From self-developing vertical large models to building a full-stack AI interaction technology industry ecosystem, Qiwan Technology has always insisted on starting from user needs, prioritizing typical vertical scenarios as pilots for breakthroughs, and then replicating successful experiences to other scenarios after successful pilots, thereby reducing uncertainty in AI transformation. Through various "doing a little more", they have achieved "a little more stable" and "a little more user-friendly" for users and customers. Using this step-by-step "slow method", they gradually derived a simple formula of "one generates two, two generates three".
At the same time, facing AI that seems to be omnipotent, Qiwan Technology also emphasizes the "sense of boundaries" in use. This boundary includes both the boundary definition of AI integration with business scenarios and the boundary understanding of what technical level AI can achieve at the current stage.
"This year's WAIC conference reminds me of how I felt when participating in mobile internet conferences more than a decade ago," Zhuang said. The atmosphere in the huge exhibition hall next to the Bird's Nest in Beijing years ago is identical to the state of WAIC causing a sensation in Shanghai now.

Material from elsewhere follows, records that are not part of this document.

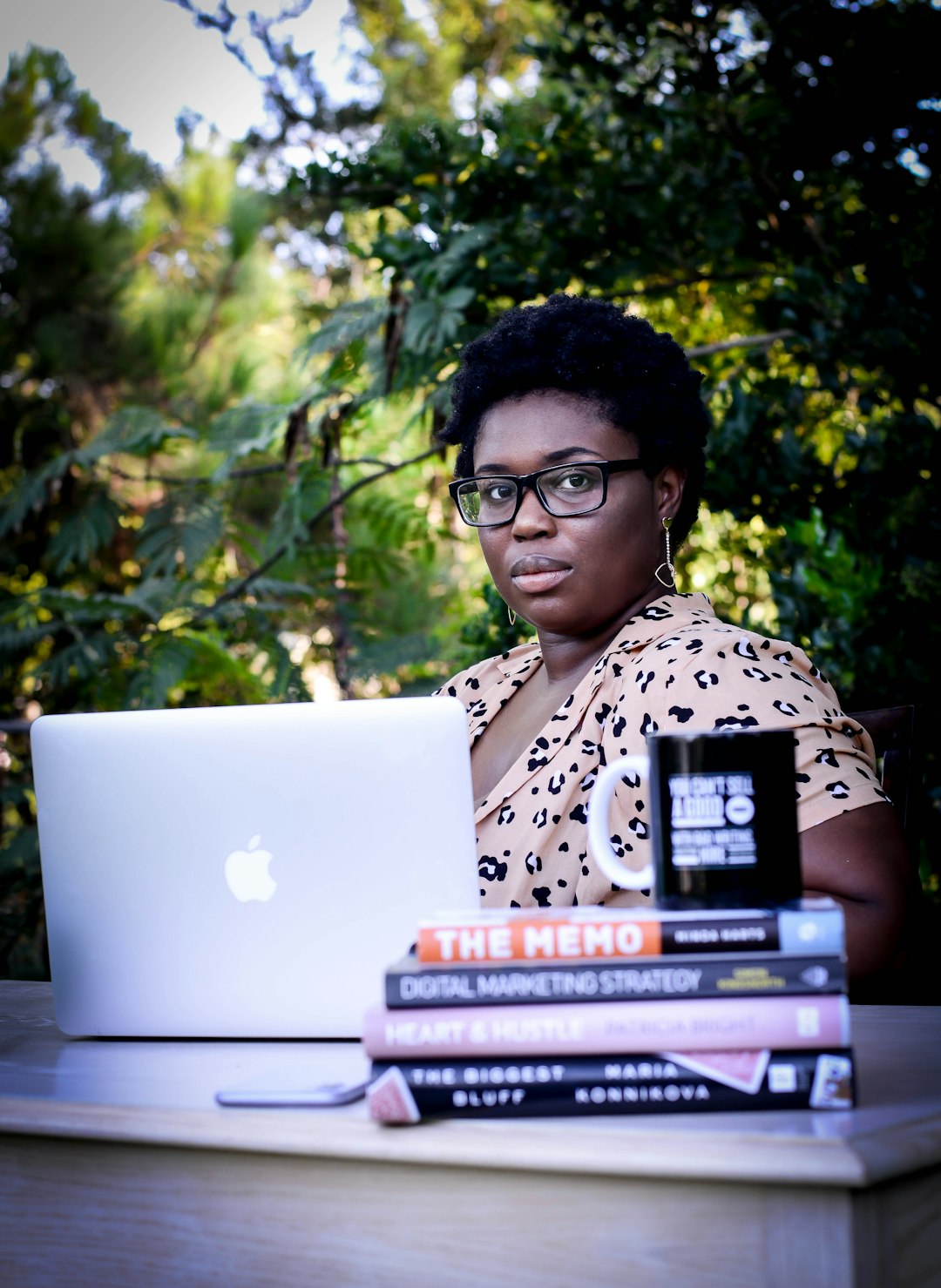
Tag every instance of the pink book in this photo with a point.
(609, 1028)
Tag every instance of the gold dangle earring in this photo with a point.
(668, 562)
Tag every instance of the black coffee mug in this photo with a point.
(723, 819)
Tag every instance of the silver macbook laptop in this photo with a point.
(247, 871)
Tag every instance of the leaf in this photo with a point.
(31, 494)
(177, 538)
(347, 323)
(84, 532)
(136, 430)
(242, 430)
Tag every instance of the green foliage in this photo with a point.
(728, 172)
(215, 475)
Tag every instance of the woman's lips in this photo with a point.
(535, 575)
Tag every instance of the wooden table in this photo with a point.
(118, 1167)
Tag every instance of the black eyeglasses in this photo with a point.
(577, 487)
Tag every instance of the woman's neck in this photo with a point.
(567, 658)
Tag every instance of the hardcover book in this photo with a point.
(413, 984)
(666, 1082)
(616, 1028)
(564, 934)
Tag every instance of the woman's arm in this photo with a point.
(859, 858)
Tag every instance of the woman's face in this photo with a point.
(580, 575)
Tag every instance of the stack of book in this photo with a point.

Facing a more brutal competitive environment, Qiwan Technology has already established certain barriers and advantages in vertical fields, prioritizing getting tickets to keep up with the big wave of the AI era. What new things will the pioneers in the AI industry bring next year? How can enterprises store more "ammunition"?
Zhuang believes that the AI industry will witness a moment of victory or defeat within a year or two. And now, we are like walking in a dark forest, you light a torch somewhere in the forest, can only illuminate the surrounding area, but as you slowly walk down, you will see some places with faint light, discover more of your kind, until these lights are connected together, jointly welcoming a brand new world.